John Mahoney receives posthumous recognition

The late John Mahoney has posthumously been inducted into the National Road Transport's Hall of Fame

By Ruza Zivkusic | September 2, 2011

Victorian truck driver John Mahoney has been posthumously inducted into the National Road Transport’s (NRT) Hall of Fame.

Mahoney died in March after a long battle with leukaemia. The 65-year-old worked for Blackney’s Transport in Geelong for 21 years.

His wife, Lorraine, accepted the honour with their two children at the 2011 NRT Shell Rimula Hall of Fame event in Alice Springs last weekend.

"He would have been quite honoured and proud and he would have loved being up there," Lorraine says.

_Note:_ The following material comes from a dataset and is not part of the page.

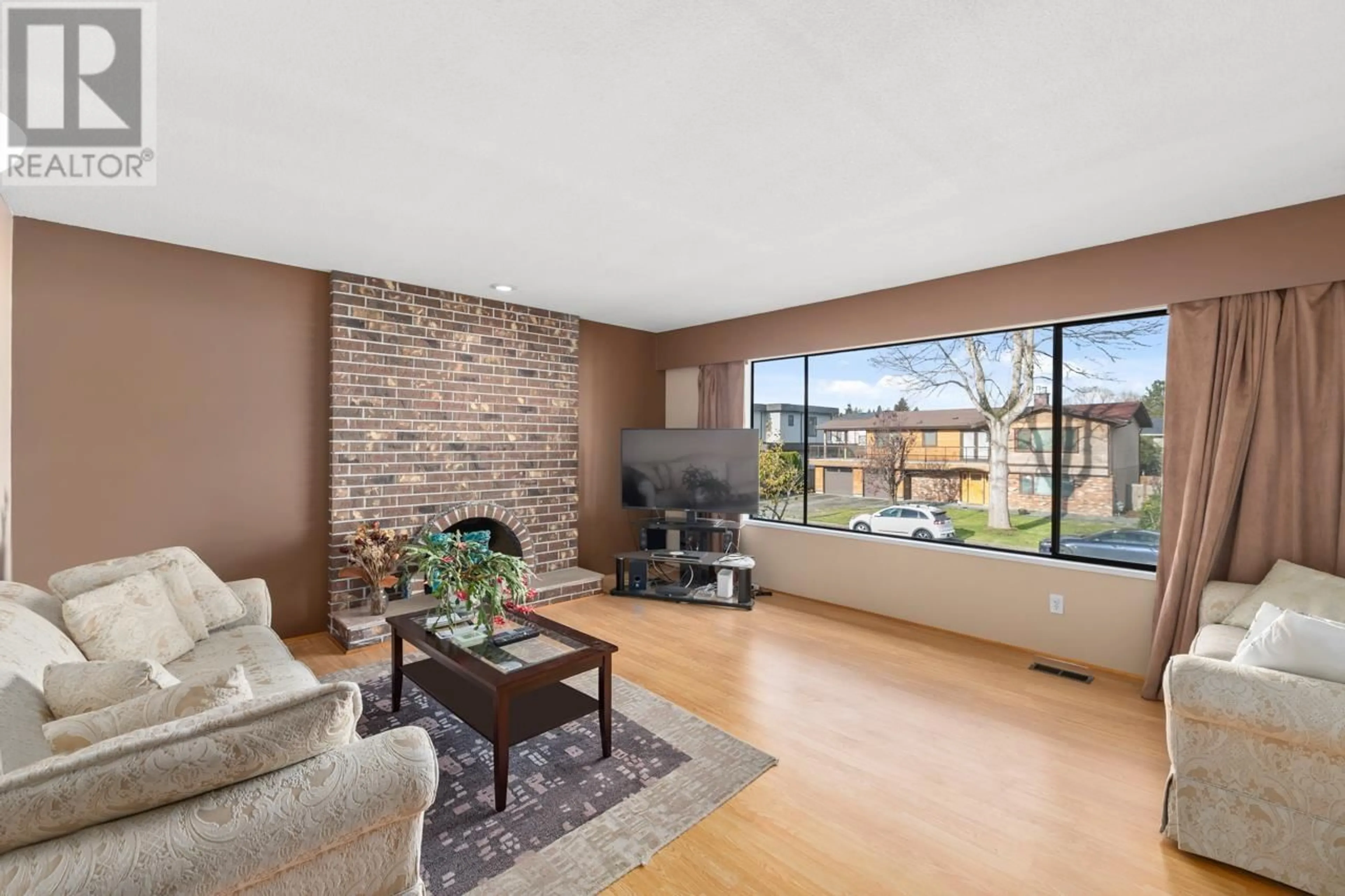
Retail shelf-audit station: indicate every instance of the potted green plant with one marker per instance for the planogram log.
(467, 579)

"He loved going to work every day and when he was in the office he also loved dealing with other people and customers. I think he was well respected by the community – always honest and reliable and he was very into being on time and doing the right thing."

Lorraine says Mahoney was ill for 18 years and had a bone marrow transplant in 2000.

"He just loved going to work and it kept him alive for many years more than he would have been," she says.

Victorian Transport Minister Terry Mulder paid a tribute to Mahoney in Parliament this week.

"John Mahoney was the son of a successful truck operator in western Victoria and learned to drive at a very early age," Mulder says.

"He was often spotted parking and reversing trucks in his father’s yard. When John began driving legally at the age of 18 he worked for many local companies before he branched out and ran his own transport business.

"Initially he worked as an interstate truck driver, however, his knowledge of the industry was soon recognised and he was appointed to the position of operations manager (at Blackney’s Transport).

"During that time John gained the respect of clients, drivers and transport industry professionals alike and over the years he gained great personal satisfaction in nurturing and training young people in the industry."

Mulder says he is not surprised that Mahoney was inducted into the hall of fame because of his contributions to the trucking industry. He labelled him "a great community man" and someone who was ready to help if needed.

"No doubt he did all this at considerable personal cost over many years. It is therefore very fitting that John should be recognised in the manner than he has been," Mulder says.